Questa poesia è, in fondo, un atto di resa: “ti amo, e non so spiegarmelo”. Ma nel non poter spiegare, nell’abbandono alla sua potenza incontrollabile, l’amore stesso diventa la risposta, tanto complessa quanto purissima.

ti amo
eppure non so spiegarmelo. 

ti amo
e come posso gridartelo,  
se non con il silenzio.  

non posso più scriverti,  
non posso più definirti
non posso perfino più dedicarti pensieri

quanto tempo è passato?  
non riesco più a misurarlo,  
tutto mi sfugge
tutto 
mi 
sfugge 
tra le mani  

eppure ti amo ancora
eppure non so spiegarmelo

non so più nulla di te,  
mi sono posta cosi tante domande
da non avere neanche una risposta
e questo mi rende folle

vivo un mondo rovesciato,
dove amore è verità e bugia insieme,  
un mondo
che si nutre di contraddizioni  
e mi lascia affamata.

mi ami,  
eppure mi neghi,  
mi pensi,  
eppure mi scordi,  
mi tocchi,  
eppure mi svuoti.

questi dubbi,  
non dovrebbero appartenere all’amore.  

delusa, disillusa, straziata
non da ciò che sei per me
ma da ciò che sei con me

vorrei volare via,  
eppure non posso fare a meno di precipitare
nella tua mancanza
che brucia, ustiona, deforma
perché fa davvero male amarti.  

ogni cosa che sei è mia
è un peso che non so sollevare,  
è un labirinto in cui voglio perdermi
è un nome che cuce le mie labbra
è un vento che scompare prima di sfiorare il mio volto. 

ti dono questo amore,  
come un fiore estirpato 
che non ha mai smesso di fiorire.  

ti amo,  
e nel mio corpo questo amore 
è malattia che divora senza cura
e non so spiegarmelo.

Anna Screpanti

La voce poetica si confronta con l’irrazionalità dell’amore, un sentimento che sfugge alla logica, alle parole, e che si fa carne, ossa, respiro, ferita. “Ti amo” diventa il centro di tutto, la dichiarazione che non riesce ad avere una forma compiuta. Non si può spiegare ma che, nonostante il dolore, non smette di esistere.
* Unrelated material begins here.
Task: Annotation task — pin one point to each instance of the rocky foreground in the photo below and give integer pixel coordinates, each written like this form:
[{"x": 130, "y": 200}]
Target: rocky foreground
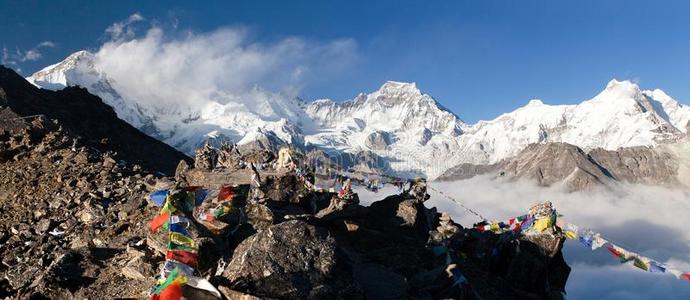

La ripetizione di questa espressione non è solo un’affermazione, ma un grido silenzioso. Un inno a una passione che si fa prigione e liberazione allo stesso tempo. L’autrice, pur consapevole delle sue contraddizioni, non si tira indietro: l’amore che descrive è un amore che consuma. Questo amore oscilla tra il desiderio e il rifiuto, tra la bellezza e la sofferenza. C’è in queste parole un senso di inevitabilità. L’autrice non può fare a meno di amare, nonostante la consapevolezza che quell’amore sarà causa di dolore e perdita.

Ogni verso è intriso di una tensione che nasce dalla contrapposizione tra ciò che si desidera e ciò che si vive. Un bisogno di connessione e una solitudine accompagnano spesso il sentimento stesso. L’amore, in questa poesia, non è mai una condizione di pace, ma una lotta continua, un moto perpetuo di bruciare e rigenerarsi.

Eppure, nonostante le sue ambiguità, l’amore rimane l’unica risposta, la sola ragione: la fiamma è il corpo stesso che arde. In queste parole, si avverte la bellezza di un amore che non ha paura di mostrarsi nelle sue sfumature più oscure. Poiché nel dolore si nasconde la sua vera potenza.